BusinessWeek touched upon a sensitive issue in the article If You’re Cheating on Your Taxes. It’s about federal and state agencies using data mining to find “the bad guys”.
Although “data mining” is the term used in many of these stories, a more careful look reveals that there are hardly any advanced statistical/DM methods involved. The issue is the linkage/matching of different data sources. In the Statistical Challenges & Opportunities in eCommerce symposium last year, Stephen Fienberg, a professor of statistics at CMU and an expert on disclosure limitation showed a semi-futuristic movie on a pizza parlor using an array of linked datasets to “customize” a delivery call (from the American Civil Liberties Union website). He also wrote a paper on privacy and data mining1 that will come out soon in a special issue of the journal Statistical Science on the same topic (OK, I’ll disclose that I co-edited this with Wolfgang Jank).
Another interesting document can be found on the American Statistical Association’s website: FAQ Regarding the Privacy Implications of Data Mining.

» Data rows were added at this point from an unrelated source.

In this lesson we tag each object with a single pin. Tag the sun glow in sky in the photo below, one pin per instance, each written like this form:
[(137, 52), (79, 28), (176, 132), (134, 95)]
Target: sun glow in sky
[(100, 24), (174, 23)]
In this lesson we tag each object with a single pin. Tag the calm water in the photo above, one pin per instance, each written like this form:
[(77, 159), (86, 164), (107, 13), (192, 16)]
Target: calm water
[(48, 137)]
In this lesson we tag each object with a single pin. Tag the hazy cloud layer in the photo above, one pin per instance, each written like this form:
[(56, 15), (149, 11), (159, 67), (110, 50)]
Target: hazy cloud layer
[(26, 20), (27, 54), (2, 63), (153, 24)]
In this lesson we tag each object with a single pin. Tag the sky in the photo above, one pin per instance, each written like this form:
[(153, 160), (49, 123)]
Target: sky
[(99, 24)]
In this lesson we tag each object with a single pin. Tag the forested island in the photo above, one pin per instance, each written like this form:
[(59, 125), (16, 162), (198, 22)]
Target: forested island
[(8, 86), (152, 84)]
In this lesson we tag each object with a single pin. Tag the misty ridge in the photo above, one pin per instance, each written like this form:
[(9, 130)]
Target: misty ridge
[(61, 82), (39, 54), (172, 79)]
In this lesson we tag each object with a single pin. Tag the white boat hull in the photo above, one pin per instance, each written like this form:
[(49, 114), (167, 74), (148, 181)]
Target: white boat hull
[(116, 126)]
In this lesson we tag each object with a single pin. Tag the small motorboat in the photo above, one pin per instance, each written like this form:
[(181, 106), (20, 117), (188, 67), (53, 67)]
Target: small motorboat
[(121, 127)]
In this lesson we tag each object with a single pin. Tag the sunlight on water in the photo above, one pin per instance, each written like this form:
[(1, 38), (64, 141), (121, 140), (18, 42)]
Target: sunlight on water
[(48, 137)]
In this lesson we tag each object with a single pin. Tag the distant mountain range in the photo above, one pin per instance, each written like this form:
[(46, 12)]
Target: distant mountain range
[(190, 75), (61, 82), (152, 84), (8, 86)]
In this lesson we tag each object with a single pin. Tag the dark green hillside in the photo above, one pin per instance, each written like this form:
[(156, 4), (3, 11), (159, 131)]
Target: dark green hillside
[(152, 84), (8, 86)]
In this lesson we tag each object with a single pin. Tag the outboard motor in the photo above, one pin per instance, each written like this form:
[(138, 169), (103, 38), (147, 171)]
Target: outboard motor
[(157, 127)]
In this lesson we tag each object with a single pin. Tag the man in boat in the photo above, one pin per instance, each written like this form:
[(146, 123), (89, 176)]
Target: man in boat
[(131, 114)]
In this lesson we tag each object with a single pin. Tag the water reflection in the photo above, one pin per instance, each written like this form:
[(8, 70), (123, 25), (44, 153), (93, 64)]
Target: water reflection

The bottom line is that statistical/data mining methods or tools are not the evil. In fact, in some cases statistical methods allow the exact opposite: disclosing data in a way that allows inference but conceals any information that might breach privacy. This area is called Disclosure Limitation and is studied mainly by statisticians, operations researchers, and computer scientists.
1 “Privacy and Confidentiality in an E-Commerce World: Data Mining, Data Warehousing, Matching, and Disclosure Limitation,” S E Fienberg (2006), Statistical Science, special issue on “Statistical Challenges and Opportunities in eCommerce”, forthcoming.